Twice-exceptional students’ success in academic domains may be connected to their social and emotional development. For example, Willard-Holt, Weber, Morrison, and Horgan’s (2013) mixed methods analysis of successful twice-exceptional students demonstrated their need for resilience and perseverance, given that almost all of the 16 participants did not report feeling supported in their school environments. Every child would love a set of monkey bars for christmas, there's no doubt about that.
All said they developed their strengths to compensate for their weaknesses through trial and error until they discovered effective problem-solving techniques. Baum, Schader, and Hébert’s (2014) recent qualitative study emphasized how employing a strengths- based approach toward educating twice-exceptional students positively impacts their academic and social and emotional development. Parents of successful twice-exceptional adolescents and young adults stressed the need to “normalize” and obtain support for their children’s disabilities, while at the same time maintaining high expectations for performance within their talent domains.
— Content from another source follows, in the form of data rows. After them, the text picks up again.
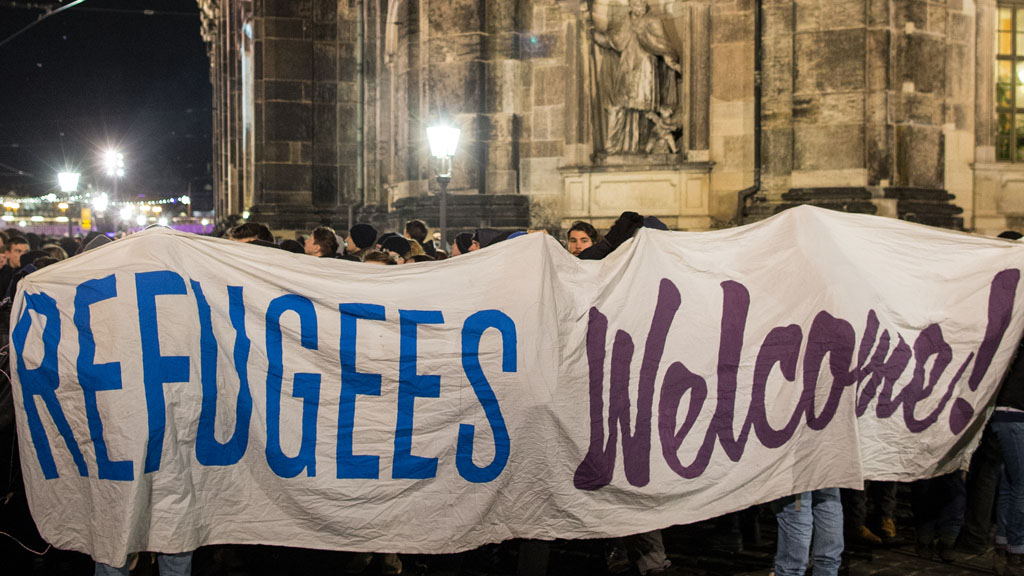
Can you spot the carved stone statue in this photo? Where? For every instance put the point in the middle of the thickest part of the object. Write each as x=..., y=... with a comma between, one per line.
x=637, y=80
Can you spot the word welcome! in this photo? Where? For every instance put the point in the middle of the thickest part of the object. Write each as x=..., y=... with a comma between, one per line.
x=873, y=373
x=158, y=370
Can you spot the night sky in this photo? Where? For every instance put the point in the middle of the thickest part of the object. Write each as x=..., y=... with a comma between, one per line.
x=105, y=74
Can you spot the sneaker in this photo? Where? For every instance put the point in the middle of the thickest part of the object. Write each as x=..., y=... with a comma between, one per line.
x=888, y=529
x=617, y=560
x=865, y=535
x=999, y=562
x=1015, y=565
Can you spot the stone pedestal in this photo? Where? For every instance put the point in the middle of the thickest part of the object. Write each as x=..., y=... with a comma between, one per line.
x=675, y=192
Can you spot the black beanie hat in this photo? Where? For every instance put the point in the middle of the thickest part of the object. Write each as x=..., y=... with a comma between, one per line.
x=464, y=241
x=397, y=244
x=364, y=236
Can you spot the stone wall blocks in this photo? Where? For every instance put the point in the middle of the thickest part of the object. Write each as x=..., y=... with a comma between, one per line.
x=287, y=8
x=287, y=59
x=735, y=27
x=325, y=32
x=842, y=13
x=845, y=146
x=454, y=16
x=925, y=60
x=288, y=121
x=282, y=28
x=961, y=28
x=829, y=62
They helped their children develop self-advocacy skills to foster independence as they transitioned into adulthood. Conversely, factors that may be displayed in twice-exceptional students, such as low motivation, hypersensitivity, and difficulty with organization may be linked to removal from gifted programming due to having poor grades (VanTassel-Baska, Feng, Swanson, Quek, & Chandler, 2009). Denial of gifted education experiences, however, may have a negative cyclical effect on twice-exceptional students by impacting motivation and self-concept. As the children age, negative early experiences could decrease the confidence required to take risks and enroll in challenging classes, such as Advanced Placement and International Baccalaureate.
Research studies that address questions pertaining to significant differences between gifted boys and girls range from teachers’ stereotypes that influence identification and nominations for advanced programs to an examination of external and internal factors contributing to eventual achievement. Do differences in achievement among gifted boys and girls still exist? Do gifted girls still fail to realize their potentials in adulthood? Are gifted boys still limited in their career choices because of sex-role stereotypes?